Сигвард опустил пистоль. Допрос – это был довод, это он понимал. А Перегрин, прежде чем Маджента успела спохватиться, быстро развернул ее и скрутил ей руки, для чего извлек невесть откуда прочный шнур, наподобие тех, какими в Зохале душат провинившихся царедворцев.
– Вот увидите, все еще разрешится ко всеобщему удовольствию, – мягко проговорил он. Остальные были вольны толковать его слова как угодно.
Отец Джеремия, кряхтя, склонился над упавшим, перевернул его.
– Жив? – осведомился Сигвард.
– Да, только оглушен.
Обретавшийся рядом Кремешок готов был это исправить, но Перегрин остановил его.
– Это и есть человек, называвший себя Ивелином?
Настоятель кивнул – не подумавши, какую боль это ему причинит, и едва не зашипел.
– Он… но командовал другой… – Отец Джеремия обвел взглядом двор, где затухало сражение. – Не вижу его…
– Не этот? – Сигвард указал на убитого «плясуна».
– Да. – Настоятель почему-то удержался на сей раз от осуждения смертоубийств.
Перегрин тоже решил, что тут ничего уже не поделаешь.
– Этот мне тоже нужен для допроса, – он указал на Ивелина, – а с остальными поступайте как знаете.
Ближайшее время ушло у Сигварда на это самое «как знаете». Бой был выигран, и к рассвету все стихло. Оставшиеся наемники сложили оружие, и нужно было решать, что с ними делать. Для начала под радостное гиканье и гыканье монахов (что со стороны святых отцов было несколько неприлично) их загнали туда, где монахи недавно находились. В дальнейшем их можно было перевешать без суда за нападение на святую обитель, но Сигвард с этим не торопился, подозревая, что вернувшийся Роуэн предпочтет прибрать бесхозных парней к рукам.

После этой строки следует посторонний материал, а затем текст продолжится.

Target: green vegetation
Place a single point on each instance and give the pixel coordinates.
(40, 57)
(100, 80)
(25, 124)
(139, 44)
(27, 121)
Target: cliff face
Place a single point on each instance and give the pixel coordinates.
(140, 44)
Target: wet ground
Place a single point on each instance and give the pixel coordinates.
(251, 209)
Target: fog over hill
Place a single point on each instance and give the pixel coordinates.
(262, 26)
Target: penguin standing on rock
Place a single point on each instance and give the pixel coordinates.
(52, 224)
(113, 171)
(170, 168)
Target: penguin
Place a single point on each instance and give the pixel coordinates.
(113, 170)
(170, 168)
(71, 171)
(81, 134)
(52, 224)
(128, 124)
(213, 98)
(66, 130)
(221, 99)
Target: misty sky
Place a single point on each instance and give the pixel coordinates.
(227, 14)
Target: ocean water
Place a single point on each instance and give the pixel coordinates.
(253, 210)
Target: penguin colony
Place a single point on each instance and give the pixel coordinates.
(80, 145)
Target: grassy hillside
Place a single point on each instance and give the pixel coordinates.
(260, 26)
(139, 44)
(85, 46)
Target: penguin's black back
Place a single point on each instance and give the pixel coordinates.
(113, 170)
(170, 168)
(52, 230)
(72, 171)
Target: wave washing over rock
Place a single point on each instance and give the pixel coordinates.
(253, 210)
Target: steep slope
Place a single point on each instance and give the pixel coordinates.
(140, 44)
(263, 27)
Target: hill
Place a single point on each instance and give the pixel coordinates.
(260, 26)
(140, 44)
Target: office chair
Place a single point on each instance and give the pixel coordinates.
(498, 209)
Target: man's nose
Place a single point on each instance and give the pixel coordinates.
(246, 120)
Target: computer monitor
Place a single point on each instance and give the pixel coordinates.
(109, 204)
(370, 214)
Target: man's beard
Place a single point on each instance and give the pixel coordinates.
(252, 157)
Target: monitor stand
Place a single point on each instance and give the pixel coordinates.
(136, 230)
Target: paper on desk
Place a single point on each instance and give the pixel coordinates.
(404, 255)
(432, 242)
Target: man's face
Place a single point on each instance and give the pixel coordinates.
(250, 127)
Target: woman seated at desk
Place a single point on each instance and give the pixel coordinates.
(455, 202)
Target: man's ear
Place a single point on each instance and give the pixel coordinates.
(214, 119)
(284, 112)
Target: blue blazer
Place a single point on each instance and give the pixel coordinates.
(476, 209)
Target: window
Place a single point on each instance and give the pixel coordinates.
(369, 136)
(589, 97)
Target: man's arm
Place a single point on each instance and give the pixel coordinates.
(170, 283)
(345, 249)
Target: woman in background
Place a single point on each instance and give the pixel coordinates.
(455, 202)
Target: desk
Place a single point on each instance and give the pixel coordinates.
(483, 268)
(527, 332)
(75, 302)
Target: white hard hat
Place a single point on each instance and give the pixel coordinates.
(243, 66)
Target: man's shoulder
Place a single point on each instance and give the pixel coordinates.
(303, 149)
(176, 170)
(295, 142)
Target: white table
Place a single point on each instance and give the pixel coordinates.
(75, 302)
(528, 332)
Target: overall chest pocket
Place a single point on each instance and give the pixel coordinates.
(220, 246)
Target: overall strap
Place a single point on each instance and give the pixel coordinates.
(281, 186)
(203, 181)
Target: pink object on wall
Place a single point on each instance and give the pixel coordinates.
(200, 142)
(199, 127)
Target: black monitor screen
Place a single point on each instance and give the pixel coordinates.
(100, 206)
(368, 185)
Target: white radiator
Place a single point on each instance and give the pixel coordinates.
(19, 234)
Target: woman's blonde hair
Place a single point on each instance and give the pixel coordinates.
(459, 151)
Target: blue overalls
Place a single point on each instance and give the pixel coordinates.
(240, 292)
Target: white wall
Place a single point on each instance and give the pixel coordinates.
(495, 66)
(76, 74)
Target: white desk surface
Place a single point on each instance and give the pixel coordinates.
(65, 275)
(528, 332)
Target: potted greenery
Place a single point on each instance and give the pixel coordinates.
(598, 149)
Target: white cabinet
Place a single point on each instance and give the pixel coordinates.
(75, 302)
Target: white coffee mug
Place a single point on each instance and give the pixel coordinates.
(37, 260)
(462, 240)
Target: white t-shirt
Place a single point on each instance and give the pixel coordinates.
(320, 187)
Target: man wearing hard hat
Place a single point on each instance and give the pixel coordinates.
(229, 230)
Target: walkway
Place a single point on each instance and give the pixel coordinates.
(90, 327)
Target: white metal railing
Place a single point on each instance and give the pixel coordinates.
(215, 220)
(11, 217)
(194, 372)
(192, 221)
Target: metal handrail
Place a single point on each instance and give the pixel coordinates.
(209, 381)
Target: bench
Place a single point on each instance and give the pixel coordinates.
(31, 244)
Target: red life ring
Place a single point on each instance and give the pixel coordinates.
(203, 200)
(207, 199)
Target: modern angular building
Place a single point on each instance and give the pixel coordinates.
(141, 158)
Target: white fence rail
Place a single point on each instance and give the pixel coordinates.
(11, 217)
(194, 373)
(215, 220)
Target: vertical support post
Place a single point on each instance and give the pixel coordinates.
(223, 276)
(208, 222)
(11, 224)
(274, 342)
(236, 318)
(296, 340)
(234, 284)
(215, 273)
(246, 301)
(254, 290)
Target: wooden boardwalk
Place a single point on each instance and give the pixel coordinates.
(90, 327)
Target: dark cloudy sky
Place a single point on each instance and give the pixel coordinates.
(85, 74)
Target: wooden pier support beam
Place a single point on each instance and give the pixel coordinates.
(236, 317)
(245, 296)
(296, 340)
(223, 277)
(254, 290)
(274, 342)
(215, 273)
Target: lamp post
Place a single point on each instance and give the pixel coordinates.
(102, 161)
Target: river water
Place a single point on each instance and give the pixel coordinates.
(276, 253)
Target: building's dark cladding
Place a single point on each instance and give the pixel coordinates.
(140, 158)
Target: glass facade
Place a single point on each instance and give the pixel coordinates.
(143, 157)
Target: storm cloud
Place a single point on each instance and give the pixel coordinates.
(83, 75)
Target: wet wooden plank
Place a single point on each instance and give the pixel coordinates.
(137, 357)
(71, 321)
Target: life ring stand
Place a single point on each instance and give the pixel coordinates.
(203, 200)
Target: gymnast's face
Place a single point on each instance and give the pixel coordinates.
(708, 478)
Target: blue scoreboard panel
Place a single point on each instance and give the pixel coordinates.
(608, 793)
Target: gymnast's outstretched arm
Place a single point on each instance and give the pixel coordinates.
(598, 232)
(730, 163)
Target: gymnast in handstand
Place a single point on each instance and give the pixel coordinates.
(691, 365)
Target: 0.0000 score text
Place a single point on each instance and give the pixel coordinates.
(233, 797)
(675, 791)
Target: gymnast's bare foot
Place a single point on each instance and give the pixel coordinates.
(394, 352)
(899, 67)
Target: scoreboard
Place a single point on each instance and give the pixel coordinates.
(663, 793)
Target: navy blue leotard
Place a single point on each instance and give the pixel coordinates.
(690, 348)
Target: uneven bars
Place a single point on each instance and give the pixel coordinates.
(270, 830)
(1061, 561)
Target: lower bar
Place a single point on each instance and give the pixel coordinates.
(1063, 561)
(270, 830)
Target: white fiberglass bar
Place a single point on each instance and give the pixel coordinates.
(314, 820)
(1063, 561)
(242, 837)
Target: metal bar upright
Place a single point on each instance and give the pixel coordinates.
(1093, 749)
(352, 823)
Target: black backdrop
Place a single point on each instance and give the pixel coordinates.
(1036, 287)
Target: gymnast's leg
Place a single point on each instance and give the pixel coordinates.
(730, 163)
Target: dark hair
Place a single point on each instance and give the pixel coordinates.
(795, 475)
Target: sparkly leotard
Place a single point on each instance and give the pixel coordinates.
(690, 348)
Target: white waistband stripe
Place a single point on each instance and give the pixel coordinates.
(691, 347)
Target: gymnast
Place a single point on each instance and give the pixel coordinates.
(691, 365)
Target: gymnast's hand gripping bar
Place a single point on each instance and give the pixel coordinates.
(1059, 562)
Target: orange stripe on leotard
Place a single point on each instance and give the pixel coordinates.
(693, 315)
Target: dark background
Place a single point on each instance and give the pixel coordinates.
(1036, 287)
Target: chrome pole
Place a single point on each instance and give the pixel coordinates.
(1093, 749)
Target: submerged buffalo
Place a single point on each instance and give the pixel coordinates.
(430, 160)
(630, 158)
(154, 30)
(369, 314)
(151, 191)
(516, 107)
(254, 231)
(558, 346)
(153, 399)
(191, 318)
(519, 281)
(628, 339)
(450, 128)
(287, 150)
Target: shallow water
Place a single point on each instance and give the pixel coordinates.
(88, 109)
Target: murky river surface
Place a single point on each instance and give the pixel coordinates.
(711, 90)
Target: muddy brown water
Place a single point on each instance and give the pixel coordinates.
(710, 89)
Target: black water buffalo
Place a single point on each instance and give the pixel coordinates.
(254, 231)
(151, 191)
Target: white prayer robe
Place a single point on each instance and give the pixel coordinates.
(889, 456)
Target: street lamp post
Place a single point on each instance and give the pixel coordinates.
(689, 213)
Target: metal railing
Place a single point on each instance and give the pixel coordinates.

Людям Мейнера пришлось исполнять несвойственные им роли охранников. Впрочем, это их скорее развлекало, чем возмущало. Вдобавок образовалась возможность провести сколько-то времени под крышей и в тепле. Зимой постоянно мыкаться по лесу даже при здешнем мягком климате не слишком приятно. Вдобавок были раненые, были и убитые – и с той и с другой стороны. И нужно было позаботиться и о тех и о других. Монахи занимались этим, хотя еле двигались от усталости. Сильные чувства, захлестнувшие их после освобождения, сошли на нет, а вместе с чувствами отступили и силы. Разбойники были повыносливей, но тоже притомились, и Сигварду пришлось найти тех, кто пободрее и мог бы нести стражу, иначе бы все немедля завалились спать.